What the actual fuck?
This has to be some kind of sick prank. There is no way Chad is about to be someone’s boss. My boss. This can’t be happening. This was not part of the plan. I didn’t spend the past six months working my hardest to lose a promotion to Chad, of all people. I took on extra projects, came in early, sacrificed evenings out with friends to work late, put up with misogynistic comments from middle-aged men, got yelled at by customers and clients, and all for what? I put up with it all because I thought it would be good for my career. Apparently it didn’t mean a damn thing.
I don’t know how long I sit and stew for. The meeting must be over though, since the team is standing and chattering about their holidays. I don’t know if anything else of importance was said, but honestly, I couldn’t care less. Thankfully, my seat is by the door which allows me to make a quick exit before anyone else meanders their way out of the room. I beeline to my office, barely registering the click of heels behind me that most likely belong to Juliet. She’s one of the few people in this office that wears heels regularly. I’m in our office and halfway to my desk when the door shuts with a loud thud.
“What the hell was that?” Juliet asks, her voice clipped.

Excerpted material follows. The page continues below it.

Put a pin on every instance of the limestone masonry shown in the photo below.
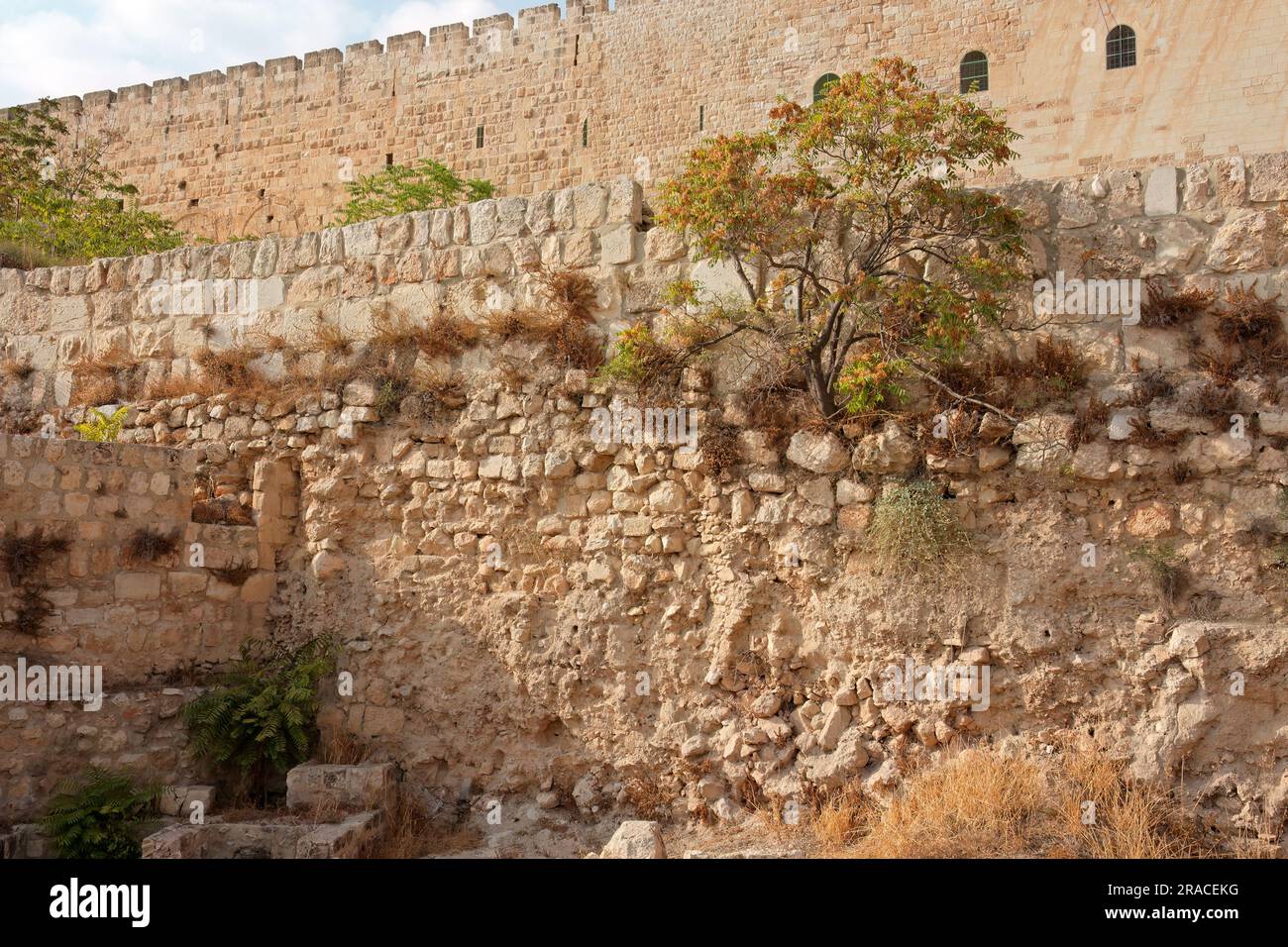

“I have no fucking idea,” I say as I drop into my chair, even though I’m pretty sure it was a rhetorical question.
“You deserved that promotion,” she says earnestly, and all I can respond with is an affirmative grunt. “You’ve been working your ass off—I mean, we all have since Peters left, but especially you.”
“I know. I’m as confused as you are, especially since I have a meeting with Mr. Bateman in ten minutes that I assumed was to talk about the promotion that apparently Chad got.”
“Shit, really?”
“Yup,” I say, popping the p.
She drops into her own chair, and we stare at each other for a moment across our desks.
“What are you going to say?” she asks carefully.
“Again, I have no idea,” I admit. With a deep breath, I stand and straighten my blazer. “But what I do know is that I can’t wait another eight minutes for our meeting.”
“Good luck.”
I give her a quick nod before walking with purpose out of our office and down the hall toward my boss’s office.